A usina de Chernobyl começou a ser construída em 1970 como parte do programa nuclear da União Soviética. Localizada nas margens do rio Pripyat, o local foi escolhido por sua abundância de água e proximidade com rotas ferroviárias e rodoviárias.

Chernobyl usava reatores do tipo RBMK, escolhidos por serem econômicos, fáceis de construir e capazes de produzir energia e plutônio simultaneamente. O reator usava urânio como combustível, água para resfriamento e grafite como moderador. Essa combinação tornava o sistema operacionalmente eficiente, mas introduzia riscos específicos, como o coeficiente de vazio positivo.

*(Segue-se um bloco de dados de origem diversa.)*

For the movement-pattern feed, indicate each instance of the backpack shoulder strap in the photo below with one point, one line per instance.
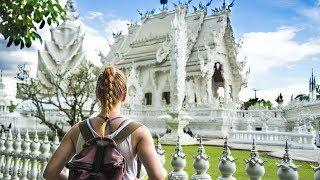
(126, 131)
(85, 131)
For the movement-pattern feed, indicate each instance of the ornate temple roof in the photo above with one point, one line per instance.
(64, 53)
(150, 40)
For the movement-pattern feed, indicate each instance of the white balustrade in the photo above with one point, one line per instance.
(24, 159)
(299, 140)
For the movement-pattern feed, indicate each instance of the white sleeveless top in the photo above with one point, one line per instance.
(125, 149)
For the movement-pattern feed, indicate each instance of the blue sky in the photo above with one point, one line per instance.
(281, 39)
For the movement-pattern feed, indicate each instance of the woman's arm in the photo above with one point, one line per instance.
(61, 156)
(148, 155)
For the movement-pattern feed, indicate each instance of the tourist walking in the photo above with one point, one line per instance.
(133, 141)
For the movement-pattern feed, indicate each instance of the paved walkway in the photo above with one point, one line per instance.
(274, 151)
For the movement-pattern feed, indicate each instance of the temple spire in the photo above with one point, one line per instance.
(71, 10)
(0, 75)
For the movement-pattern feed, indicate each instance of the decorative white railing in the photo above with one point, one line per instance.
(25, 158)
(303, 140)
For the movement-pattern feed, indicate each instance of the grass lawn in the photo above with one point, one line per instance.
(305, 172)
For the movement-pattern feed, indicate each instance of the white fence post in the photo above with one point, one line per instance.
(17, 150)
(160, 151)
(45, 154)
(178, 163)
(2, 155)
(287, 170)
(227, 164)
(35, 146)
(25, 157)
(7, 167)
(316, 172)
(254, 167)
(201, 164)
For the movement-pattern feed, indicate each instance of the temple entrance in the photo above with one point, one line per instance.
(217, 79)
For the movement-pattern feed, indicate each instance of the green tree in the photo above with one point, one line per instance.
(302, 97)
(20, 20)
(72, 95)
(12, 107)
(253, 101)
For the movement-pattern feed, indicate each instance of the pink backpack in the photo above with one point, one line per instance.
(99, 158)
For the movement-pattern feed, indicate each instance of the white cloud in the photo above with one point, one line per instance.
(94, 15)
(265, 50)
(115, 26)
(311, 13)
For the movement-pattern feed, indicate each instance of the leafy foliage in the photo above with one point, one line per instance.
(253, 101)
(279, 99)
(71, 95)
(302, 97)
(20, 20)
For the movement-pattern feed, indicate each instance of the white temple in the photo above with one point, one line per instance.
(4, 100)
(211, 59)
(214, 77)
(64, 53)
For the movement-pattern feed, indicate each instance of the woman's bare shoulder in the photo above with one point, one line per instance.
(74, 132)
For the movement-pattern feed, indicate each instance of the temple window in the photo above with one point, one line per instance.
(166, 97)
(148, 98)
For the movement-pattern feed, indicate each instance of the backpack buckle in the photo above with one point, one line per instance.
(102, 143)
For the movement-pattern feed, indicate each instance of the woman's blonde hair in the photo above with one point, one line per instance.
(110, 89)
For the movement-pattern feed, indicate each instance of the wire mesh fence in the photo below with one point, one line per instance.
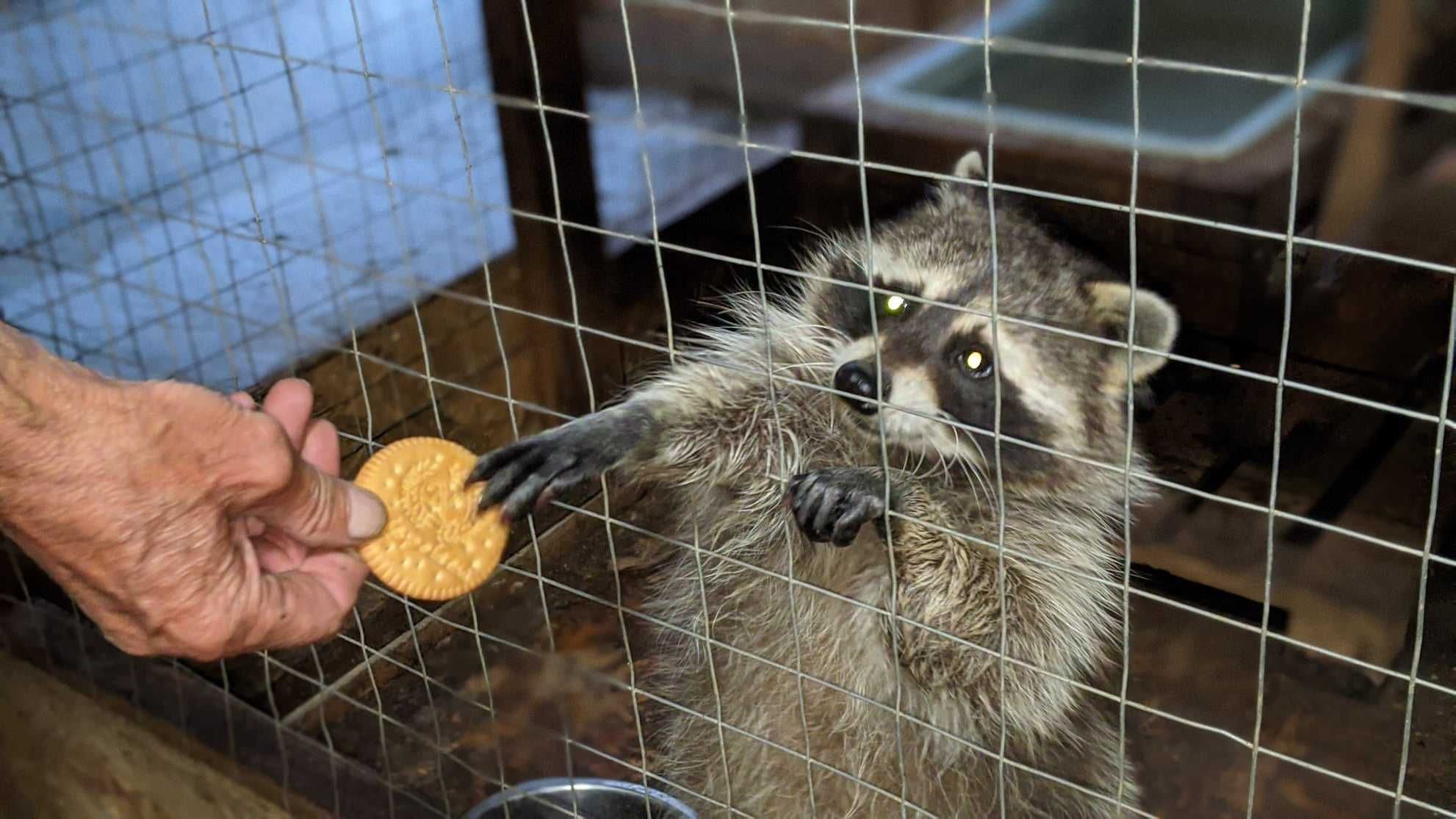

A cidade de Pripyat foi construída próxima à usina, com infraestrutura planejada para abrigar cerca de 50 mil pessoas. Os moradores eram, em sua maioria, jovens recém-formados que trabalhavam diretamente na usina ou prestavam serviços à cidade.

Funcionamento do reator RBMK

O princípio de operação de um reator RBMK envolve o decaimento do urânio, gerando calor que transforma água em vapor. O vapor aciona turbinas que geram eletricidade. Esse processo precisa ser moderado e controlado constantemente.

O grafite era usado para desacelerar os nêutrons, facilitando a reação em cadeia. Ao mesmo tempo, hastes de controle eram utilizadas para absorver nêutrons e estabilizar o processo. Quando bem calibrado, o sistema opera de maneira eficiente. Contudo, o uso de grafite e o design do RBMK criavam uma situação em que a perda de água não interrompia a reação, mas a intensificava.

Esse tipo de reator tinha um risco específico: em caso de perda de resfriamento, a reatividade aumentava, o que poderia causar superaquecimento e explosão.

O teste de segurança e a sequência de falhas

Chernobyl virou uma zona fantasma. O reator está selado, mas as lições continuam vivas: ignorar riscos pode deixar marcas para sempre - reprodução / canva
Chernobyl virou uma zona fantasma. O reator está selado, mas as lições continuam vivas: ignorar riscos pode deixar marcas para sempre – reprodução / canva

Na madrugada do dia 26 de abril, a equipe do turno noturno foi encarregada de realizar um teste de segurança que deveria simular uma queda de energia para avaliar se a turbina poderia gerar eletricidade suficiente até os geradores a diesel entrarem em funcionamento.

O reator deveria estar operando a 700 MW, mas devido ao acúmulo de xenônio-135, a potência caiu para níveis muito baixos. Para reverter a situação, a equipe removeu quase todas as hastes de controle, deixando o reator instável.

À 1h23min, o botão de emergência foi acionado para reinserir as hastes, mas o design fazia com que a ponta das hastes, feita de grafite, aumentasse temporariamente a reatividade. Isso provocou uma elevação abrupta de potência, levando à explosão do reator.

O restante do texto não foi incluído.